More than One Way to Skin a Mole.
Let face it, gardens are full of pests, from field voles to rabbits and from squirrels to a visiting tosser who while being the exception is the irritating tit that gnaws away your mind all day long.....traps, rifles, and pretending to be simple are the usual control methods employed and generally keep their unwanted attentions to a manageable level.

Having spent several days revisiting my old friend 'manual labour' and finding it exceedingly backbreaking not to mention tedious I was not best pleased to gain the interest of Mr Mole, who appreciating the nicely raked, trodden, sown, and raked, trodden, sown again grass seeded paths, duly proceeded to burrow his way all through the hard prepared land I had bust a bollock or two creating.

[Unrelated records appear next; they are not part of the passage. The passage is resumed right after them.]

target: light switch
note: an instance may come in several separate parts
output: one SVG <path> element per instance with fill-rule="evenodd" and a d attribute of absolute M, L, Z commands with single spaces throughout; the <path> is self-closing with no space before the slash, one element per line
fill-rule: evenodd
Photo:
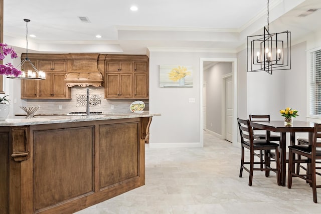
<path fill-rule="evenodd" d="M 194 97 L 190 98 L 189 99 L 189 102 L 190 103 L 195 103 L 195 98 Z"/>

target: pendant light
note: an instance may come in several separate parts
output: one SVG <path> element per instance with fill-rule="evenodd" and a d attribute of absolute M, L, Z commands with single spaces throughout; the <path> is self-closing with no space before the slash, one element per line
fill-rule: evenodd
<path fill-rule="evenodd" d="M 291 33 L 269 32 L 269 0 L 267 28 L 263 35 L 247 37 L 247 72 L 291 69 Z"/>
<path fill-rule="evenodd" d="M 18 77 L 7 76 L 7 77 L 16 79 L 45 80 L 46 73 L 43 71 L 38 71 L 34 64 L 32 64 L 29 58 L 28 58 L 28 23 L 30 22 L 30 20 L 25 19 L 24 19 L 24 21 L 26 22 L 27 29 L 27 34 L 26 35 L 27 41 L 26 58 L 22 60 L 16 68 L 17 69 L 21 70 L 22 73 Z M 25 71 L 24 71 L 23 69 L 22 69 L 23 66 L 25 64 L 29 64 L 30 65 L 29 67 L 32 68 L 32 70 L 28 70 L 27 73 Z"/>

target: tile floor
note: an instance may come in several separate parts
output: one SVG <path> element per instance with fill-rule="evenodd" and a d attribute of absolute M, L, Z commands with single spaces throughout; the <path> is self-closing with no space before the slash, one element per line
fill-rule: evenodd
<path fill-rule="evenodd" d="M 240 148 L 209 134 L 204 147 L 146 147 L 145 185 L 77 214 L 320 213 L 312 189 L 294 178 L 291 189 L 278 186 L 276 174 L 255 171 L 238 176 Z"/>

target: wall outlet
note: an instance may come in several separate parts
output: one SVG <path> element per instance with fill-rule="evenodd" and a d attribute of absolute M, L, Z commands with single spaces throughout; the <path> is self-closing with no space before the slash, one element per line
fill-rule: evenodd
<path fill-rule="evenodd" d="M 189 103 L 195 103 L 195 98 L 194 97 L 191 97 L 189 98 Z"/>

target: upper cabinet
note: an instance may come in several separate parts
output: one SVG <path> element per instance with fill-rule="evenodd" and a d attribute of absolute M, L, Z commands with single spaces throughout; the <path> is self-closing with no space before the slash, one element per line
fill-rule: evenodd
<path fill-rule="evenodd" d="M 21 99 L 71 99 L 72 87 L 89 85 L 104 86 L 106 99 L 148 99 L 146 55 L 29 54 L 28 58 L 46 79 L 22 80 Z M 32 70 L 28 63 L 22 68 Z"/>
<path fill-rule="evenodd" d="M 105 98 L 148 98 L 146 56 L 107 55 L 105 68 Z"/>
<path fill-rule="evenodd" d="M 45 72 L 66 72 L 66 61 L 39 61 L 39 70 Z"/>
<path fill-rule="evenodd" d="M 56 56 L 53 55 L 48 55 L 48 59 L 44 57 L 47 56 L 45 55 L 30 55 L 28 58 L 37 69 L 46 73 L 46 80 L 22 80 L 21 99 L 71 99 L 71 89 L 64 81 L 67 72 L 66 61 L 54 60 Z M 23 55 L 22 58 L 24 58 Z M 23 69 L 27 71 L 32 68 L 25 63 Z"/>

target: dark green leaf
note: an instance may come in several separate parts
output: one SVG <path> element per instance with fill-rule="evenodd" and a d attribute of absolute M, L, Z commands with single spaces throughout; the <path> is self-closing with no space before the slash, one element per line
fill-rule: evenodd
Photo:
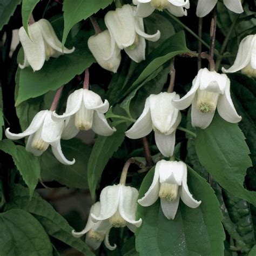
<path fill-rule="evenodd" d="M 91 147 L 75 138 L 63 140 L 61 145 L 64 156 L 69 159 L 75 158 L 76 163 L 72 165 L 63 165 L 51 150 L 47 151 L 40 158 L 43 180 L 54 180 L 69 187 L 88 188 L 86 170 Z"/>
<path fill-rule="evenodd" d="M 37 3 L 40 0 L 23 0 L 22 7 L 22 25 L 29 35 L 28 24 L 29 18 Z"/>
<path fill-rule="evenodd" d="M 143 180 L 139 198 L 152 183 L 154 170 L 151 169 Z M 189 171 L 188 186 L 202 203 L 192 209 L 180 201 L 173 220 L 165 218 L 159 200 L 149 207 L 139 206 L 137 218 L 143 220 L 136 233 L 140 255 L 223 255 L 225 233 L 214 192 L 204 179 L 190 168 Z"/>
<path fill-rule="evenodd" d="M 12 209 L 0 214 L 0 254 L 50 255 L 49 237 L 38 221 L 25 211 Z"/>
<path fill-rule="evenodd" d="M 221 187 L 256 205 L 256 192 L 243 186 L 246 170 L 252 166 L 245 139 L 237 124 L 216 114 L 208 128 L 197 129 L 196 149 L 200 163 Z"/>
<path fill-rule="evenodd" d="M 63 4 L 64 29 L 62 37 L 62 45 L 66 42 L 68 35 L 76 23 L 86 19 L 100 9 L 104 9 L 113 0 L 65 0 Z M 87 41 L 86 41 L 87 42 Z"/>
<path fill-rule="evenodd" d="M 54 22 L 60 23 L 58 20 Z M 61 29 L 60 27 L 58 26 L 57 29 Z M 34 72 L 30 67 L 21 70 L 16 105 L 49 91 L 57 90 L 89 68 L 95 61 L 84 43 L 90 35 L 90 32 L 80 31 L 71 42 L 70 44 L 76 48 L 72 53 L 51 58 L 40 70 Z"/>
<path fill-rule="evenodd" d="M 72 228 L 66 220 L 37 193 L 34 192 L 30 201 L 29 198 L 28 190 L 20 185 L 16 185 L 11 191 L 6 209 L 18 208 L 29 212 L 39 220 L 50 235 L 86 255 L 94 255 L 84 242 L 72 236 Z"/>
<path fill-rule="evenodd" d="M 12 157 L 15 165 L 29 188 L 31 197 L 40 176 L 38 159 L 26 151 L 24 147 L 16 146 L 9 139 L 0 142 L 0 150 Z"/>
<path fill-rule="evenodd" d="M 5 0 L 0 3 L 0 30 L 7 24 L 21 0 Z"/>
<path fill-rule="evenodd" d="M 87 171 L 90 191 L 93 198 L 95 196 L 95 190 L 105 166 L 124 139 L 124 132 L 126 128 L 127 125 L 125 124 L 118 125 L 117 131 L 113 135 L 109 137 L 99 136 L 93 146 Z"/>

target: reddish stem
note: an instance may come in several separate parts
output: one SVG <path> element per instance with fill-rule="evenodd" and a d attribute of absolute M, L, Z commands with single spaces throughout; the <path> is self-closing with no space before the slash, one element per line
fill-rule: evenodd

It would be an untruth to say my language was suitable for those with a sensitive nature, many of the words uttered contained the letters f and c in the capital position. However, calmness returned with the aid of some breathing exercises I have been taught by a counsellor lady charged with the task of returning some balance into my life.....

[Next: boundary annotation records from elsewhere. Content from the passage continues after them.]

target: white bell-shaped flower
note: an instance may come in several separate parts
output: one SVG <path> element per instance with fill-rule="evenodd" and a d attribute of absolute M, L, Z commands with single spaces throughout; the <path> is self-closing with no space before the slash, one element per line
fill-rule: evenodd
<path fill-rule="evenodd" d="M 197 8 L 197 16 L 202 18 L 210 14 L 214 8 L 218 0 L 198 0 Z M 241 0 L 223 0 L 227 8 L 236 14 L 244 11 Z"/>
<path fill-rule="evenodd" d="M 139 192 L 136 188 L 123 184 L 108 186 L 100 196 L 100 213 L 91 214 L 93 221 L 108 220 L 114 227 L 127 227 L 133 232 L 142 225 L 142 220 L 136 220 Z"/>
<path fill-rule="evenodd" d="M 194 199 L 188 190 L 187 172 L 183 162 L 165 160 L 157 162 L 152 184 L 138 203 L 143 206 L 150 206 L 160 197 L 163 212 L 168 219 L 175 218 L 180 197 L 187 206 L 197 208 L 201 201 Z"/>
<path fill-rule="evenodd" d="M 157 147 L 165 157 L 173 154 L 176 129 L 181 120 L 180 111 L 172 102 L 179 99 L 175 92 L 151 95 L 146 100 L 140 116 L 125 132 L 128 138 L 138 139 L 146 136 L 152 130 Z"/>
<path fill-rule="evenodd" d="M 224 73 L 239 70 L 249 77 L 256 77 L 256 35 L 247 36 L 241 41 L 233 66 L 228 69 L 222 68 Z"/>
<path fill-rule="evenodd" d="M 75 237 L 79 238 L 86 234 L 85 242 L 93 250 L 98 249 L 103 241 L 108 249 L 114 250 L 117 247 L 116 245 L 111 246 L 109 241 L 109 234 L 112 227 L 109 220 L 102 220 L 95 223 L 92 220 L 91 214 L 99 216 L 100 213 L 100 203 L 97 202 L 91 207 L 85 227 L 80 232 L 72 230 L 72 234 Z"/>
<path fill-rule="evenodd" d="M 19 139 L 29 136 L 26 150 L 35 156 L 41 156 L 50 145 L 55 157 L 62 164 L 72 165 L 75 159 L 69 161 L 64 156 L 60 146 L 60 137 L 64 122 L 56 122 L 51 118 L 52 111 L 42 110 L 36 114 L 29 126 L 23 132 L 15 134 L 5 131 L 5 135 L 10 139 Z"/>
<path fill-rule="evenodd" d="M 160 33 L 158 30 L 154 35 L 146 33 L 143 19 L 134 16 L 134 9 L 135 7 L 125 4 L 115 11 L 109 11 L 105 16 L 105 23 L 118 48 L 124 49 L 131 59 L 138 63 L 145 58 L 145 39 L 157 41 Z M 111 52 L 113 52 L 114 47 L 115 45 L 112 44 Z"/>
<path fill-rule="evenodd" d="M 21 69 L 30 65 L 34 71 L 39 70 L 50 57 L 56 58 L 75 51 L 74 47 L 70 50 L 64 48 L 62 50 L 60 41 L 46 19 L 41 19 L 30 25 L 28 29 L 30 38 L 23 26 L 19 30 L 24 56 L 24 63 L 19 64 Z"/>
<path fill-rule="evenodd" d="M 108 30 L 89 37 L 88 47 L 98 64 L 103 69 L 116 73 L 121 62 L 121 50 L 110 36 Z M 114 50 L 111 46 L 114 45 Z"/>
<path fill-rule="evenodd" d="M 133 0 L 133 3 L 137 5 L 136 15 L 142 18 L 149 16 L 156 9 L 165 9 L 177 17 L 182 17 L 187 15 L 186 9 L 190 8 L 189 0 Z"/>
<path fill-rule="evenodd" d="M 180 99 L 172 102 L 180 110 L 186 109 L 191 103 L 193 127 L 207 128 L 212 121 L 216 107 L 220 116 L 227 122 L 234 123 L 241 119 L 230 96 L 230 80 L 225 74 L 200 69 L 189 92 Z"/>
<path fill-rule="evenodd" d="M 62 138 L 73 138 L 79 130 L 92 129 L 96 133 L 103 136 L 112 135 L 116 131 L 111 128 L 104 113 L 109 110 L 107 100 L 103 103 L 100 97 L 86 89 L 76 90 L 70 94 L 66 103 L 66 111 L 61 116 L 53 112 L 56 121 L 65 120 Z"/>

....Well it's not f***ing working!

I had only to think of that furry, velvet coated little bastard and my blood pressure rose dramatically. However, now I think there is a God of gardeners, a benevolent overseer of all things horticultural who looks down kindly upon apoplectic nurserymen and rebalances the scales of justice in our favour.

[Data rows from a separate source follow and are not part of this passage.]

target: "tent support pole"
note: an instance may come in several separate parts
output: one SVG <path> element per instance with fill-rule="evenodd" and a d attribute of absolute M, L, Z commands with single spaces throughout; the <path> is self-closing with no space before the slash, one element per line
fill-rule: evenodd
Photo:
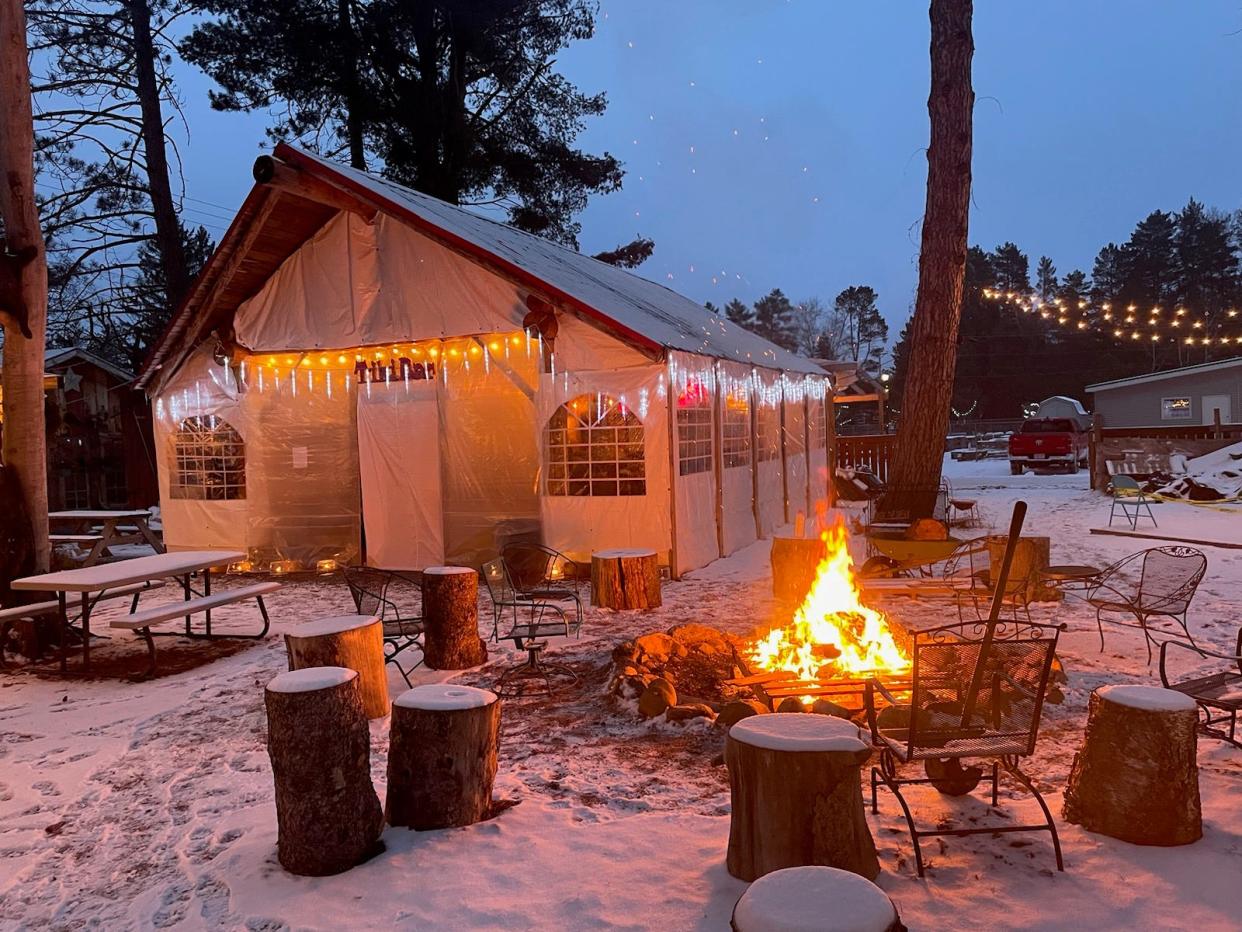
<path fill-rule="evenodd" d="M 677 559 L 677 401 L 673 398 L 673 367 L 669 363 L 664 367 L 668 373 L 668 575 L 681 579 L 679 560 Z"/>

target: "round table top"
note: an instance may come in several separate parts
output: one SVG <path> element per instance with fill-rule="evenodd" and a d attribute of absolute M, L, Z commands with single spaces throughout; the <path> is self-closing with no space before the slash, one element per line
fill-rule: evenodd
<path fill-rule="evenodd" d="M 655 555 L 656 555 L 655 551 L 630 551 L 630 549 L 595 551 L 591 554 L 591 559 L 620 560 L 620 559 L 632 559 L 635 557 L 655 557 Z"/>
<path fill-rule="evenodd" d="M 1099 567 L 1087 567 L 1077 563 L 1067 563 L 1057 567 L 1045 567 L 1040 575 L 1045 579 L 1090 579 L 1100 574 Z"/>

It was early afternoon at Eggleston Hall Gardens and Robert was lent against his spade while I was vigorously tilling the good earth, he had been stood there for a good hour sucking his thumb and dreaming of pork pies from Lewis and Coopers, I on the other hand was sweating buckets and counting my knackers, suddenly Roberts thumb plopped out of his mouth with a popping sound

"Look at that little bugger" he exclaimed lamenting the fact his thumb was not a pork pie after all, nor was it from Lewis and Coopers either... "I'm off to get the gun" and with that he disappeared as quick as snot off a chickens lip.

By the time I had got myself into the upright position, having been bent double under the blazing sun in pure agricultural toil, Robert had returned with my single shot 4.10 and was stood above a mole hill....

"What are you doing" I asked in a distant, plaintive voice through being so hard at work...

"I'm going to shoot the little bast....." He never completed his sentence before a shot echoed and thundered around the wall and the mole hill disappeared in a puff of splattered soil. To be replaced by a three foot trench with a very dead mole sat bolt upright at the far end.

"I've always wanted to do that" said Robert with a look of sheer glee on his face.

But I had no time to share his joy.....I was back to the grindstone under the hot midday sun, raking, treading, sowing raking, and fantasizing about the degree of my actual efforts.......along with Lewis and Coopers pork pies of course.